En 2020, France 3 Auvergne-Rhône-Alpes lançait le #PréserveTaMontagne dans l’objectif de fédérer les acteurs alpins et imaginer un tourisme plus durable. Début de saison 2021-2022, qu’en est-il de l’implication des professionnels en stations ? On fait le point dans les Alpes du Sud.
Elles couvrent 30% du territoire métropolitain. Les zones montagneuses, qui voient affluer les touristes en hiver et – de plus en plus depuis le début de la crise sanitaire – en été, s’étendent sur quelque 167 000 km2. Une belle aire de jeux et d’aventures pour les férus de massifs et d’air pur qui se voit malgré tout menacée par certains comportements négligents et le réchauffement climatique.
Le constat est même alarmant, à en juger par les projections : en 2019, une étude réalisée par l’Inrae, Météo France et le CNRS mettait en exergue l’enjeu majeur des stations quant à l’aménagement de leurs domaines skiables. En 2050 est estimé un taux de couverture en neige de culture de 45%.
Face à ces signaux d’alerte, les professionnels locaux et institutions se sont mises en ordre de marche. En 2020, France 3 Auvergne-Rhône-Alpes se joignait à l’élan collectif en créant l’initiative Préserve Ta Montagne, des contenus médiatiques exclusivement centrés sur l’impact du réchauffement climatique en zones de montagne. Un appel à idées sous forme de concours était déployé pour permettre à tous les citoyens de proposer des solutions face à l’urgence climatique. La 2e édition achevée cette semaine laisse certainement place à des prises de conscience mais surtout à de nombreuses interrogations.

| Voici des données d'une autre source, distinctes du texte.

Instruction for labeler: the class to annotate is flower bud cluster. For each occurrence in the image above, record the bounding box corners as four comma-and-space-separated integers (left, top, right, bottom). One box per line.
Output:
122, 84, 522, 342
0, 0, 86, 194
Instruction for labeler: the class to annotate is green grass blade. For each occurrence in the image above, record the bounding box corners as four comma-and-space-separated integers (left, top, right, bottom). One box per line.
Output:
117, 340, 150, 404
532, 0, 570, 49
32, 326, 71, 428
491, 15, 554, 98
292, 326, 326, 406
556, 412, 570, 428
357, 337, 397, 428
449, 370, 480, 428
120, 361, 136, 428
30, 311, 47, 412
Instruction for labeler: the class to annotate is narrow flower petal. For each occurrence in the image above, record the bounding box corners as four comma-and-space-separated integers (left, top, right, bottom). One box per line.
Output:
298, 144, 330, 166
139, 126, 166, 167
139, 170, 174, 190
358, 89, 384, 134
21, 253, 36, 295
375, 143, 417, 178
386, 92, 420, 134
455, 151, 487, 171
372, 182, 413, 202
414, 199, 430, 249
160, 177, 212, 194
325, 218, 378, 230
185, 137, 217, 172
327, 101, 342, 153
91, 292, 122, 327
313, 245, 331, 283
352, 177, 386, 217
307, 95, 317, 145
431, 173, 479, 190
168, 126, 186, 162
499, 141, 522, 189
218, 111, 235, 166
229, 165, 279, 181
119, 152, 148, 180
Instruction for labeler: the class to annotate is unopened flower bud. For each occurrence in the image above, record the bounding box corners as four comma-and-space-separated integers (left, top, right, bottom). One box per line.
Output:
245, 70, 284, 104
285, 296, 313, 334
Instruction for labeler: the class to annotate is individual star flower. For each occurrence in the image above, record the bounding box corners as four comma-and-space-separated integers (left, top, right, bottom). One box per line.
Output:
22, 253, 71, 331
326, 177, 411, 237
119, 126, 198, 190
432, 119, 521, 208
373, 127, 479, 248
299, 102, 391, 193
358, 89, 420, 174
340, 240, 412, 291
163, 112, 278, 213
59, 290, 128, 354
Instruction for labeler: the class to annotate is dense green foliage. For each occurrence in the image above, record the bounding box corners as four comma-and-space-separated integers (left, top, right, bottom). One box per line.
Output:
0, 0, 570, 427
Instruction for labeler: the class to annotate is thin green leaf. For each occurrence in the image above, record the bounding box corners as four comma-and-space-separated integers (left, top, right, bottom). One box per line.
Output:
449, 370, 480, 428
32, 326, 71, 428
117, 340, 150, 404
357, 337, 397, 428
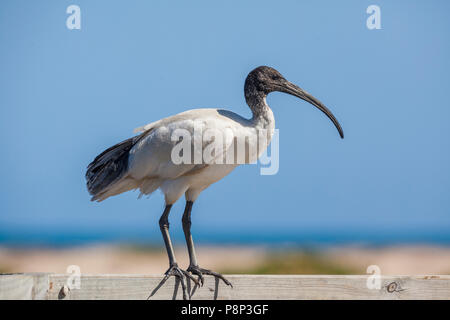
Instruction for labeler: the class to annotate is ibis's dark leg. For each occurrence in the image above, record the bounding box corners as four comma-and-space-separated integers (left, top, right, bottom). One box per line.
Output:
182, 201, 232, 286
159, 204, 198, 300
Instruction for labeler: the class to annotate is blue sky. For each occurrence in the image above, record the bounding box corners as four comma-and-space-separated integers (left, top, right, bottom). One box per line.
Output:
0, 0, 450, 245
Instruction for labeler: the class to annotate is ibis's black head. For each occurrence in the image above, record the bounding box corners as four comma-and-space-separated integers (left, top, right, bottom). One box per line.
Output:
244, 66, 344, 138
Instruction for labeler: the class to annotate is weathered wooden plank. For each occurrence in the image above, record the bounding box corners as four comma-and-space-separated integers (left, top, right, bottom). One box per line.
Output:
0, 274, 450, 300
0, 273, 49, 300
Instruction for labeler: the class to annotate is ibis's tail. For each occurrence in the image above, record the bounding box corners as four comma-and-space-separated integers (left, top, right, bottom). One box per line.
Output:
86, 138, 135, 201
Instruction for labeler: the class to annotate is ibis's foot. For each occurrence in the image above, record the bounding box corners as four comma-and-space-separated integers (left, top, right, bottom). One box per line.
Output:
186, 266, 233, 288
161, 263, 200, 300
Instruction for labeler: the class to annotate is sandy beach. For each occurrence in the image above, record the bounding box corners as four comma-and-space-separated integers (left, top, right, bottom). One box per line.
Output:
0, 245, 450, 275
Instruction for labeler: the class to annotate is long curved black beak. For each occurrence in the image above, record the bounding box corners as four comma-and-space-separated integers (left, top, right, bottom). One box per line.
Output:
279, 80, 344, 139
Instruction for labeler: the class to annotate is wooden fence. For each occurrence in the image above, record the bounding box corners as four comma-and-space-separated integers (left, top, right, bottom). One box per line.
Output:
0, 273, 450, 300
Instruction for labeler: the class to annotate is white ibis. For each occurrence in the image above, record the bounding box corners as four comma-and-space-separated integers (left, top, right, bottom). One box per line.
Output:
86, 66, 344, 298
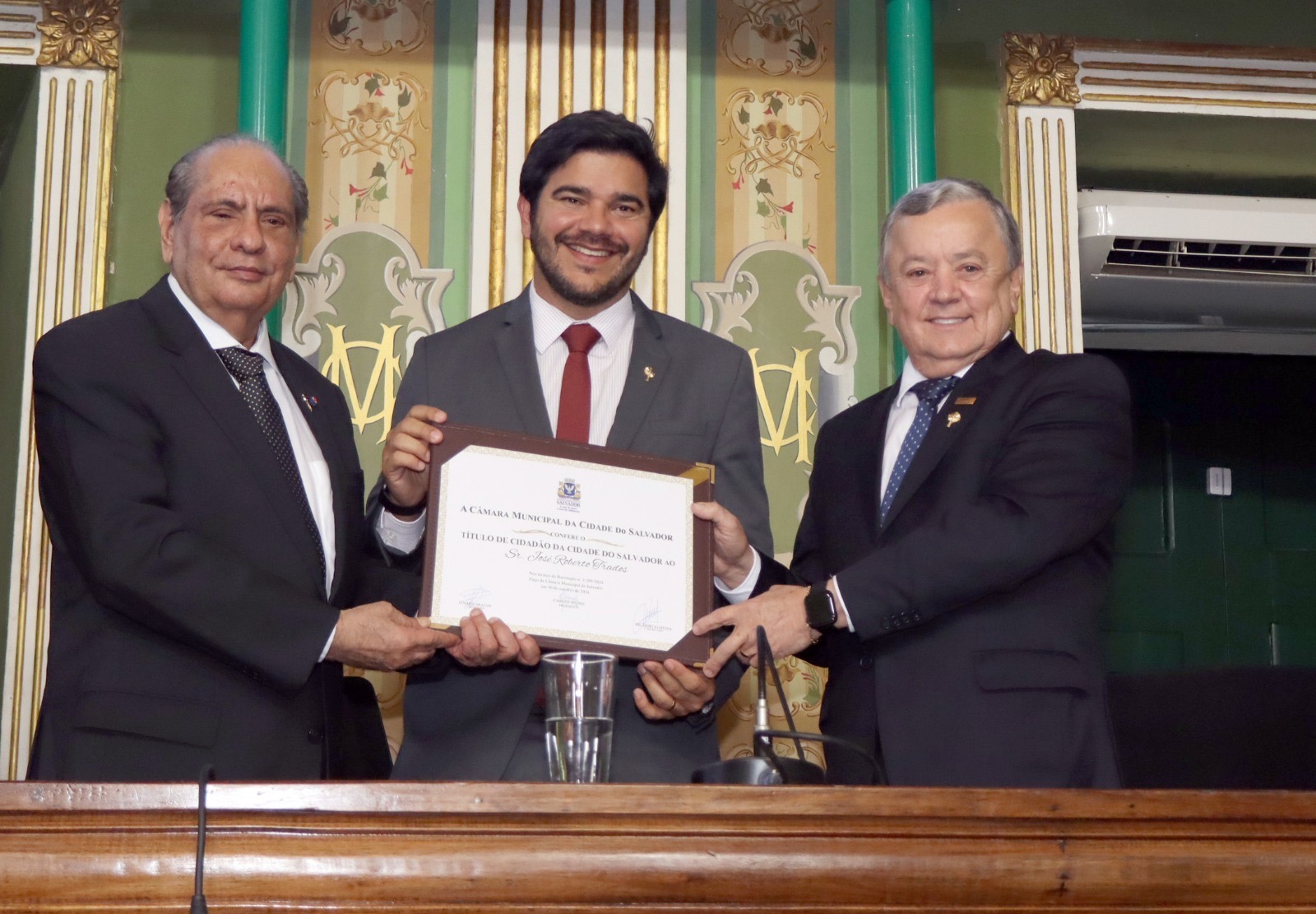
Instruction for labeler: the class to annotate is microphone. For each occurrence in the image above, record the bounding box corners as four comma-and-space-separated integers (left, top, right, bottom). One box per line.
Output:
189, 765, 215, 914
689, 625, 887, 786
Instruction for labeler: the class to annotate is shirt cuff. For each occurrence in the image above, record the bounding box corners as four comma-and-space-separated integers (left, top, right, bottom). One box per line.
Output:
375, 508, 425, 556
713, 550, 763, 603
829, 578, 854, 632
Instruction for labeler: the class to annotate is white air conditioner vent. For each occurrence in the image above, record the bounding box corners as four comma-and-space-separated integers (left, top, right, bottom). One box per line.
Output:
1105, 239, 1316, 276
1077, 190, 1316, 355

Alors, dans les faits, qu’en est-il ?

Tour d’horizon des programmes énergétiques en stations
Comme chaque année, les offices de tourisme des Alpes dévoilent les présentations de leurs activités pour la saison hivernale. L’occasion aussi de rappeler les dispositifs en place dans une visée de démarche durable. Pour Orcières Merlette, il est question de mettre en avant la réduction de perte d’énergie des bâtiments, un réseau de neige de culture respectueux et son label « Qualité Confort Hébergement » attestant de la gestion des « lits froids ».
Le Dévoluy mise de son côté sur l’énergie solaire, grâce à laquelle Superdévoluy peut aujourd’hui alimenter un tapis roulant sur 118 m couverts de panneaux photovoltaïques. Ce système devrait bientôt équiper le toit du garage à dameuse ainsi que le tapis couvert de la Joue du Loup.
Sur le domaine de Serre-Chevalier, l’objectif est affirmé : réduire l’empreinte énergétique de 50% d’ici 2030, suivant le programme énergies renouvelables déterminé en 2016. Et tous les moyens semblent bons : « Nous travaillons sur deux axes, nous indique Fred Arnould, chargé de projet sur le domaine : la production des énergies renouvelables et l’économie d’énergie. On va utiliser les infrastructures existantes et y intégrer divers procédés, comme le photovoltaïque sur les toitures, les gares de télésiège… On travaille aussi sur l’isolation des cabanes, sur la gestion du chauffage dans les bâtiments et tous les locaux tertiaires d’exploitation. On utilise d’autre part les moyens hydroélectriques pour une mise en production au printemps 2022 et le petit éolien toujours en phase de test au col du Prorel.«

Stations engagées, tourisme durable ?
Les actions une fois lancées, reste à évaluer si tous ces efforts auront un impact aussi positif qu’escompté. C’est sur ce point qu’appuie ses propos François Veauleger, PDG de l’agence Alps spécialisé en marketing territorial et innovation touristique et auteur :
« Se demander si le domaine skiable est polluant est une mauvaise question. Il s’agit de savoir comment polluent les touristes et les locaux et comment gérer cet apport de pollution sur un site touristique. Il a deux manières de voir le projet #PréserveTaMontagne : c’est un média qui a une force de frappe, c’est une idée qui va dans le bon sens. Le bémol est qu’il met en valeur des initiatives citoyennes sans les mettre en ordre de marche. On fait un peu un concours à projets alors que ce qui compte réellement est de rentrer en profondeur dans le changement environnemental. Et cela ne peut se réaliser qu’au travers des gouvernances territoriales.«

C’est d’ailleurs ce que cherchent à générer les différentes instances des Alpes à travers les communautés de communes. Celles-ci ont « pour objet d’associer des communes au sein d’un espace de solidarité en vue de l’élaboration d’un projet commun de développement et d’aménagement de l’espace« , selon la définition proposée par le gouvernement.
Nous retrouvons ce cas de figure dans le Guillestrois-Queyras, dont la fusion des deux territoires s’est effectuée en 2017. A travers « une plus grande concertation » et « un travail collaboratif » entre les maires et le bureau communautaire, Dominique Moulin, président de la CCGQ entend « œuvrer, en concertation avec les élus communautaires, pour le développement et le maintien des services à la population (…) ; l’aménagement du territoire et la mobilité en tenant compte des enjeux écologiques auxquels nous devons faire face. »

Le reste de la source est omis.